New York City once had over 30,000 public payphones scattered across its five boroughs. They sat on street corners, in subway stations, outside bodegas, and mounted on the walls of diners and bars. At their peak in 1960, approximately one million payphones served the metropolitan area. Today, they’re nearly extinct, and replaced by sleek LinkNYC kiosks and the smartphones in everyone’s pocket. But in their final years, Manhattan’s payphones became unexpected canvases for guerrilla art and community connection.
The last public payphone in New York City was removed on May 23, 2022, from Seventh Avenue near West 50th Street in Midtown. The event was ceremonial. City officials lifted the battered silver receiver one final time before workers carted the booth away. That phone now sits in the Museum of the City of New York’s “Analog City” exhibit. It’s a relic of the pre-digital age alongside rotary phones and ticker tape machines.
The payphone’s demise was gradual. The LinkNYC program launched in 2015. It began systematically replacing payphone kiosks with Wi-Fi hotspots offering free internet, phone calls, and device charging. The first Links appeared on Third Avenue at East 15th Street and East 17th Street in the East Village. Each sleek black monolith promised gigabit Wi-Fi with a 150-foot range. It was funded entirely by advertising revenue from the screens built into each unit. By 2020, nearly 1,900 Links had been installed, with plans for 7,500 total.
But before they vanished entirely, Manhattan’s payphones experienced an artistic renaissance. In 2017, Caroline Caldwell and RJ Rushmore launched “Art in Ad Places.” It was a 52-week guerrilla campaign that replaced advertising panels inside payphone kiosks with original artwork. Using a $10 security screwdriver purchased online, they opened the advertisement housings and installed prints by artists including Shepard Fairey and Molly Crabapple.
The project launched with a piece by Adam Wallacavage. It was installed at Metropolitan Avenue and Lorimer Street in Williamsburg. Each week brought new installations. They transformed commercial spaces into miniature galleries. The project deliberately operated without permits. Part of its statement was that public space had been so thoroughly colonized by advertising that reclaiming it required subversion.
Artist Jordan Seiler took a different approach with “Talk To Me.” This 2022 project networked five payphones (one in each borough) to call only each other. Pick up a phone in Manhattan, and you might be connected to a stranger who happened to lift the receiver in Brooklyn or the Bronx at the same moment.
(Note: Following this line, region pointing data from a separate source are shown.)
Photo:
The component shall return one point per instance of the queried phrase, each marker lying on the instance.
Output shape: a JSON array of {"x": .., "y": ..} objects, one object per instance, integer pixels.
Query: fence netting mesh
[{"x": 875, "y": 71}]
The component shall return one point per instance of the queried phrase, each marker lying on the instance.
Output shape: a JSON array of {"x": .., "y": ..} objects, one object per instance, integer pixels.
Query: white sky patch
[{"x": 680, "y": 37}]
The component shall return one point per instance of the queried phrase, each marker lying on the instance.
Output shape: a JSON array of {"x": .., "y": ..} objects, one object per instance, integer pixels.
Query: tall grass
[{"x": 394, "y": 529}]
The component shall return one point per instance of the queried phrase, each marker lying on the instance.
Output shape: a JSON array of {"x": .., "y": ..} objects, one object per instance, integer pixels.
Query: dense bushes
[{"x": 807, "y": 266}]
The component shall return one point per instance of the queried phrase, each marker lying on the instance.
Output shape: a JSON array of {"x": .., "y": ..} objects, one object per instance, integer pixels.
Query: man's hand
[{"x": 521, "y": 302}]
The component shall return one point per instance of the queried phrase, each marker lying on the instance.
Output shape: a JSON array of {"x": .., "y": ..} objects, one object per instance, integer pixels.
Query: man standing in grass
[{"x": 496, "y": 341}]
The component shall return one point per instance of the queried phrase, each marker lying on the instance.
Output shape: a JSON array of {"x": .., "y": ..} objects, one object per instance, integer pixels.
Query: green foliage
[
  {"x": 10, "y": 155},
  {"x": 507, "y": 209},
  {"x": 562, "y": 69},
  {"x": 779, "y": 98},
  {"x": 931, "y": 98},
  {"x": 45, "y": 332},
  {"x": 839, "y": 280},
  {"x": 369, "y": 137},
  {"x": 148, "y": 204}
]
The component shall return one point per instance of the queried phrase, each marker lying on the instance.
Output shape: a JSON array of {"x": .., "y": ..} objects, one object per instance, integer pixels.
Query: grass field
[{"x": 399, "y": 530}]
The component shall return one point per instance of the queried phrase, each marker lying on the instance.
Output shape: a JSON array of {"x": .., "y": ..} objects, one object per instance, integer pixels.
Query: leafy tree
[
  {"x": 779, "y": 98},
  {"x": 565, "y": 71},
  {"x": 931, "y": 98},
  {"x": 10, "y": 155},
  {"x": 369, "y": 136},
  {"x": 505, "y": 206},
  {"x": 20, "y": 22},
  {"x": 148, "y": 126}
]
The project received an Awesome Foundation grant and generated countless unexpected conversations between New Yorkers who would never otherwise speak.
Perhaps the most moving was “Once Upon a Place.” This 2017 installation by artist Aman Mojadidi was commissioned by Times Square Arts. Three phone booths in Times Square played recorded stories from 70 immigrants. They represented countries including Bangladesh, Mexico, Yemen, Ghana, Russia, and Tibet. Mojadidi spent three years collecting these oral histories, which played on loop for anyone who stepped inside and lifted the receiver.
Despite the official “last payphone” removal ceremony, working payphones persist throughout Manhattan. The most famous survivors are the four “Superman booths.” These are enclosed phone booths of the type Clark Kent used for costume changes. They’re on West End Avenue at 66th, 90th, 100th, and 101st Streets on the Upper West Side. These privately owned booths have been maintained by building owners who appreciate their nostalgic value.
Mark Thomas has operated The Payphone Project website since 1995. He documents surviving payphones worldwide. He noted that the “last payphone” removal was somewhat “contrived.” Private payphones remain in lobbies, restaurants, and subway stations throughout the city. A working payphone can still be found in the 14th Street-Union Square station. Its coin slot and receiver are fully functional for anyone with quarters.
The LinkNYC kiosks that replaced payphones have generated their own controversies. The highest-earning advertising locations generate significant revenue. These are near Times Square, the Port Authority Bus Terminal, and the New York Times Building. But privacy advocates have questioned the data collection capabilities of devices that track Wi-Fi connections. The enclosed phone booths that once offered privacy have been replaced by open tablets that broadcast every call.